Tuesday, May 8, 2012

Kiini Ibura Salaam's Ancient, Ancient

It's May, and that means a bouquet of new publications from Aqueduct Press-- viz., the rest of her Spring 2012 list. The first of these has just arrived here in Seattle, and so I'm pleased to announce the release of Kiini Ibura Salaam's Ancient, Ancient. For many sf readers, this is a new name. But her stories have been appearing in a variety of anthologies over the last few years-- in Sheree Thomas's Dark Matter and in Nalo Hopkinson's Mojo: Conjure Stories, to mention only two. I had read and taken special notice of her stories, myself, so when she sent me a manuscript, I was excited at the prospect of becoming better acquainted with her work. (She will, by the way, be attending WisCon later this month.)

I asked Nisi Shawl to write an introduction to the collection. Her brief essay remarks particularly on the sensuality and erotic power of Kiini's prose. “Sexuality-cum-sensuality is the experiential link between mind and matter," Nisi writes, "the vivid and eternal refutation of the alleged dichotomy between them. This understanding is the foundation of my 2004 pronouncement on the burgeoning sexuality implicit in sf's Afro-diasporization. It is the core of many African-based philosophies. And it is the throbbing, glistening heart of Kiini's body of work. This book is alive. Be not afraid.”

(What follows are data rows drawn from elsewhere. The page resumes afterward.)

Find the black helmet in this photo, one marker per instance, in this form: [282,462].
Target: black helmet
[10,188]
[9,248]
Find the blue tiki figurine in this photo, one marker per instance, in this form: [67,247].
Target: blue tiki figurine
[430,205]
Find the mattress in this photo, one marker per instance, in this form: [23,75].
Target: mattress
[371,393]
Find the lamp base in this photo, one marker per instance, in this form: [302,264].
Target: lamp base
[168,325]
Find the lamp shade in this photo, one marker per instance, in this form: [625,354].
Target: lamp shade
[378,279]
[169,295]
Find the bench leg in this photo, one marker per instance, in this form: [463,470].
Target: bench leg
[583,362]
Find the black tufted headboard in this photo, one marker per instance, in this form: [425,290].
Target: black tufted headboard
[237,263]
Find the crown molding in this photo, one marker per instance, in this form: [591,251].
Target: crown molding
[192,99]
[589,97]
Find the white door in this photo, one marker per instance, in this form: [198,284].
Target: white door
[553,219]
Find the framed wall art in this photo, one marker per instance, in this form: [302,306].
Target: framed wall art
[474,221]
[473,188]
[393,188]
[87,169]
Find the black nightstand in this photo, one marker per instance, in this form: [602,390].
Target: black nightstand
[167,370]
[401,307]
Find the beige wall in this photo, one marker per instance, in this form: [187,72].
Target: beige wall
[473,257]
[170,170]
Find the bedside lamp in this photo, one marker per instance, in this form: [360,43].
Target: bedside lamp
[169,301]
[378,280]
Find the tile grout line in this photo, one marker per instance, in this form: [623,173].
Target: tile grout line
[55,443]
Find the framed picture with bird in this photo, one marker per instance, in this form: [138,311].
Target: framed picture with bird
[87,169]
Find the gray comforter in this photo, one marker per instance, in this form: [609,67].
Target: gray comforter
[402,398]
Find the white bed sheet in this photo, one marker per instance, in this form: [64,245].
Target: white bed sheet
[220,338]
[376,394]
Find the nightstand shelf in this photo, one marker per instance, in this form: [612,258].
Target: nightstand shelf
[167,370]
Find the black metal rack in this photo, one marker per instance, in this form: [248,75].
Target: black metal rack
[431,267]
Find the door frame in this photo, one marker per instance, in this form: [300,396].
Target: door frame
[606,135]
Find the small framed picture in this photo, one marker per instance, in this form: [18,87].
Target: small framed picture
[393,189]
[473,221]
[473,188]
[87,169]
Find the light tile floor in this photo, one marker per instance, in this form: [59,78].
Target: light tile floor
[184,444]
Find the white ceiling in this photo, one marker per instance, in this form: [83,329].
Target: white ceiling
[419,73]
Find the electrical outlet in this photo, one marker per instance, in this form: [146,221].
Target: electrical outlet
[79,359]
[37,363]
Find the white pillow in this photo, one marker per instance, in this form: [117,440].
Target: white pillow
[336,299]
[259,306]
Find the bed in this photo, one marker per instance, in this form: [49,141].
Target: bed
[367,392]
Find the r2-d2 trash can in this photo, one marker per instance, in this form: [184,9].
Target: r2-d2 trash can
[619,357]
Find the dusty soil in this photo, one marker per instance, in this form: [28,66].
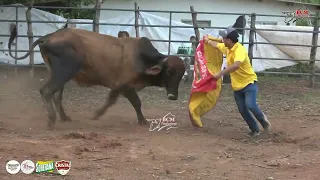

"Salaam treats words like the seductive weapons they are. She wields them to weave fierce, gorgeous stories that stroke your sensibilities, challenge your preconceptions, and leave you breathless with their beauty."   — Nalo Hopkinson, author of The New Moon's Arms and The Salt Roads
"Kiini Ibura Salaam's collection of short fiction, Ancient, Ancient, demonstrates that she deserves to be considered as one of today's most promising contemporary genre writers. With writing that challenges assumptions on gender, the nature of fantasy, the uses of myth and much more, she offers the readers stories that they will not soon forget. A marvelous introduction to a marvelous writer."
  — Jack Womack, author of Random Acts of Senseless Violence
"Kiini Ibura Salaam is a natural-born storyteller and a gorgeous writer who chooses her characters and words with the care and skill of a poet. Her stories are transformative, wise and vivid with the quality of fantasy and fable. I loved reading this!"   — Sheree Renée Thomas, author of Shotgun Lullabies: Stories and Poems and editor of the award-winning Dark Matter anthologies

"My favorite piece is one of three original to this collection, “Pod Rendezvous.” A long and entrancing look at the last libertine hours of a future female who must dedicate her remaining life to selfless nurturing, it swoops on gossamer contrails from crèche to club, from finger-shoveled cafeteria food to bars dispensing star juice. It is the book’s final story. At its end the heroine disappears, a bright spark flying out of sight, and the story is done but not over, or over but not yet done. The pull, the sometimes literally visceral attraction of what Kiini does with words, continues on beyond them."   — Nisi Shawl, author of Filter House, from her introduction to Ancient, Ancient

Ancient, Ancient received this review from Publishers Weekly:

"Salaam's collection of 10 reprints and 3 original stories introduces readers to alternate worlds built around magic, sensuality, sexuality, and the search for emotional comfort, however tenuous. A lusty god temporarily bestows his sexual spark on a worn-out and unappreciated young woman in ''Desire.'' The world of mothlike aliens who feed on the heated ''nectar'' of human sexual energies is explored in three linked tales. A young man's grandfather sends him time traveling into danger as a punishment in ''Battle Royale,'' while ''Rosamojo'' is a straightforward revenge story about a young girl who uses magic to punish her rapist father. Unearthly magics frame ''Ferret,'' an intriguing snippet about a space colony ship guided by animal divination, and ''Marie,'' in which a pregnant Creole woman is willing to sacrifice anything to feel at home in New York City. Salaam's unusual settings and lonely characters will call to readers who hunger for sex, identity, or just a place to belong."